Big Data Technologies. Use of the cloud is necessary but not sufficient to solve all the challenges presented by machine learning. In addition to massive amounts of data, data storage, and compute power, organizations need tools that will enable them to work with the data.
The Hadoop ecosystem is one of the best-known of these big data toolsets. Hadoop is an open-source software framework that can be used to store all kinds of data, including unstructured data such as digitized calls from customers. The ecosystem is highly complex and includes a wide variety of software applications such as Apache Mahout, Apache Hive, Apache HBase, Apache Spark, and more. Mastering the toolset takes time and training. Beyond Hadoop, there are cloud vendor specific implementations of big data tools such as Amazon's EMR, Kinesis and Redshift, Googles Big Table and Big Query, and Microsoft's Azure Data Lake and Azure Machine Learning.
That brings me to the next point: skilled people.
Skilled People. The great promise of machine learning is that someday machines will program themselves. We aren't there yet.

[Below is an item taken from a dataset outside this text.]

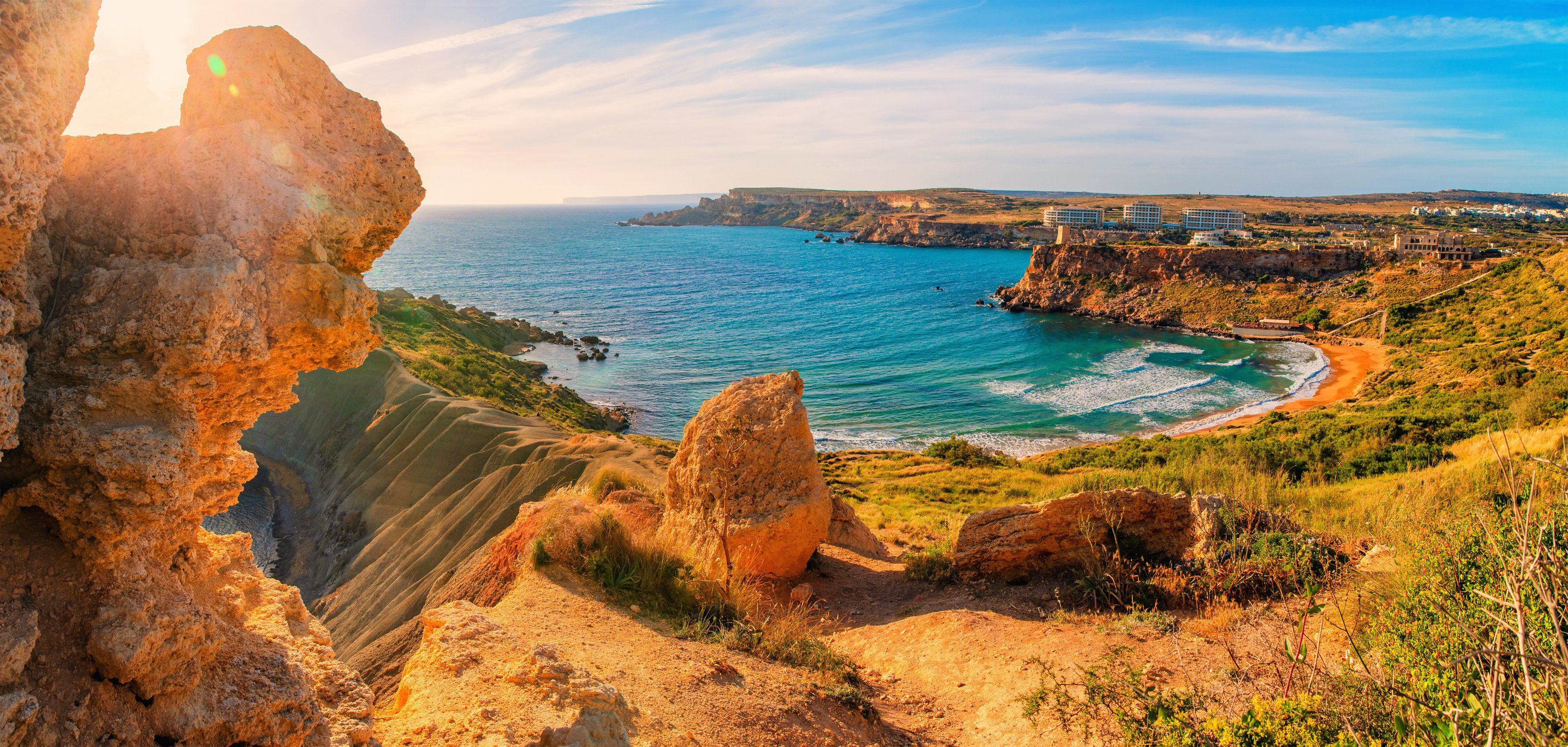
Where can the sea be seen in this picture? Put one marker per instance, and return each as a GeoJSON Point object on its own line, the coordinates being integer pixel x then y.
{"type": "Point", "coordinates": [890, 341]}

To leverage machine learning, organizations need people. In this case, people with white-hot technical skills that don't grow on trees and aren't inexpensive.
It takes multiple data science and data engineering skills to tackle the work involved in bringing together data from multiple disparate systems and using that data within machine-learning models. The models, in turn, require the development of sophisticated mathematical algorithms. To build them, data scientists must have both technical and business knowledge.
Many businesses and government agencies are aggressively recruiting data engineers and data scientists. Meanwhile, the technologies are evolving quickly, and so are the skills needed to leverage them.
All of this means that, despite the hype and excitement surrounding machine learning, few organizations are there yet. Some are dipping their toes in the cloud, exploring big data, developing new skill sets, and doing proofs of concept. They are moving in the right direction, albeit slowly, even if they aren't achieving results yet. These organizations certainly have the potential to exceed consumer expectations in the future.
Organizations that aren't investing in any of the three areas necessary for machine learning can expect to be leapfrogged by competitors that are putting in the effort.